The VGXI team searches for the most straightforward solution, weighing relative risks and benefits, while taking into account intellectual property. The purification procedure that it selected consists of anion exchange membranes, followed by hydrophilic interaction chromatography, which is then followed by thiophilic interaction chromatography for polishing.
“We consider cell lysis the critical step in the purification process,” said Dr. Hebel, “At this stage we avoid any procedure that could shear the plasmids. We also look for alternatives to traditional purification chromatography during the subsequent steps.”
The plasmid concentration step is another difficult issue, as mishandling can cause shearing and other destructive changes to the preparation. “As we optimize our protocol, we look to remove roadblocks,” he continued. “We need to justify the designation of contamination levels, degree of acceptable supercoiling, limits of cleaning, and the amount of plasmid DNA required.”
Althea Technologies offers services in plasmid design and production, and possesses core capabilities in biological process development, according to Magda Marquet, Ph.D., co-founder. This includes formulation and analytical development, as well as all phases of upstream and downstream processing and the final testing and IND filing from preclinical to commercial scale.
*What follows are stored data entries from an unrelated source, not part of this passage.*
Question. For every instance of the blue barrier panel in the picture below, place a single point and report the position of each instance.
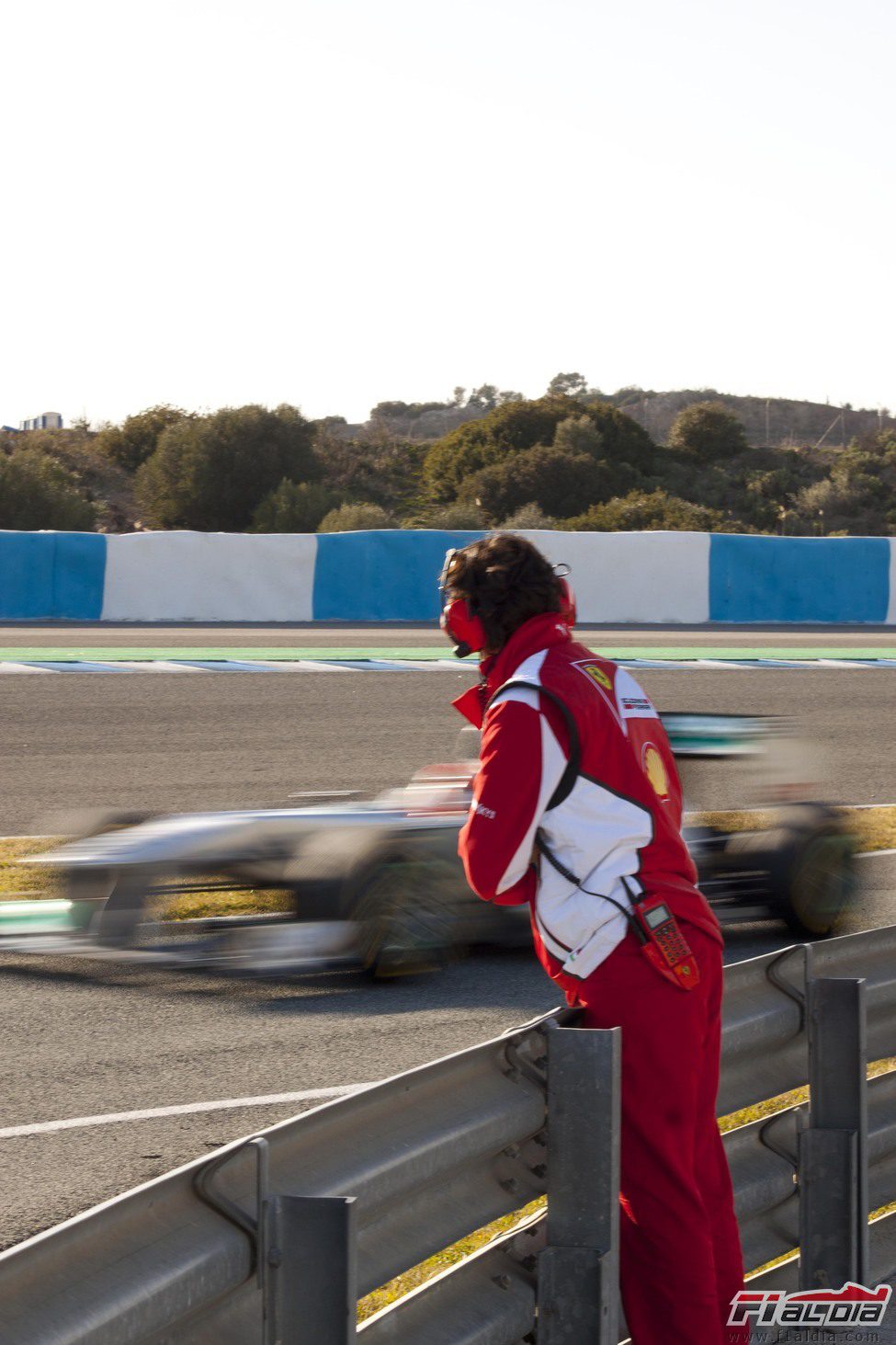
(46, 576)
(798, 578)
(383, 576)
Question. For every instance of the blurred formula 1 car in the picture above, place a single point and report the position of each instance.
(379, 883)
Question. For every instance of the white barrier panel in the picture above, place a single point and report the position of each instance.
(634, 576)
(210, 577)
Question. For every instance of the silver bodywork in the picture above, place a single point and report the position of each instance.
(373, 883)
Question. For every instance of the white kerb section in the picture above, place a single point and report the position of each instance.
(634, 576)
(210, 577)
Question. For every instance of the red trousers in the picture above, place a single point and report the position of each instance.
(680, 1247)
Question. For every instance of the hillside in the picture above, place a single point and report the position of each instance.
(692, 459)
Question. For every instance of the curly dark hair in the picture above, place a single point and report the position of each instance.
(505, 580)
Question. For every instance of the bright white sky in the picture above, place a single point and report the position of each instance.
(336, 202)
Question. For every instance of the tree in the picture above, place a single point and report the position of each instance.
(654, 511)
(516, 427)
(568, 385)
(709, 432)
(356, 518)
(483, 398)
(461, 516)
(211, 473)
(559, 482)
(136, 439)
(527, 518)
(379, 467)
(293, 507)
(38, 493)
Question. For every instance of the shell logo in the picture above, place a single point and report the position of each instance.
(597, 676)
(655, 769)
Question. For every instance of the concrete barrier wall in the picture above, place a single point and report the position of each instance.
(210, 577)
(51, 576)
(391, 576)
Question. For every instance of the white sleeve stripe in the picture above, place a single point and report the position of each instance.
(553, 763)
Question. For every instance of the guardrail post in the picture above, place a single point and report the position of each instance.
(833, 1147)
(579, 1269)
(310, 1270)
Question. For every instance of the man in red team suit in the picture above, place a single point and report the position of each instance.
(577, 811)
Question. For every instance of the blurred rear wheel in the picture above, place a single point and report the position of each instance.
(403, 926)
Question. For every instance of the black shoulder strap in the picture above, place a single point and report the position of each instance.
(573, 764)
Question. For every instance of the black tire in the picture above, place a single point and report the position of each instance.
(403, 926)
(809, 859)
The company’s initial goal was to implement a scalable process adapted to clinical applications. Manufacturing of plasmid DNA is now well defined, and scale-up is achievable. “We have developed a high-cell density fermentation and purification process for plasmid-based DNA vaccines that yields 200–500 mg/L initially, and up to 2 grams/L following optimization,” Dr. Marquet stated. “This process has been used successfully on our multiple cGMP campaigns to produce lot sizes as large as 30 grams of plasmid DNA.”
The purification process development must take into account the problem of endotoxin removal. In conjunction with clients moving into Phase II trials, Althea has reportedly advanced its handling of the material, resulting in an additional log reduction in both endotoxin (<0.1 EU/mg) and RNA levels.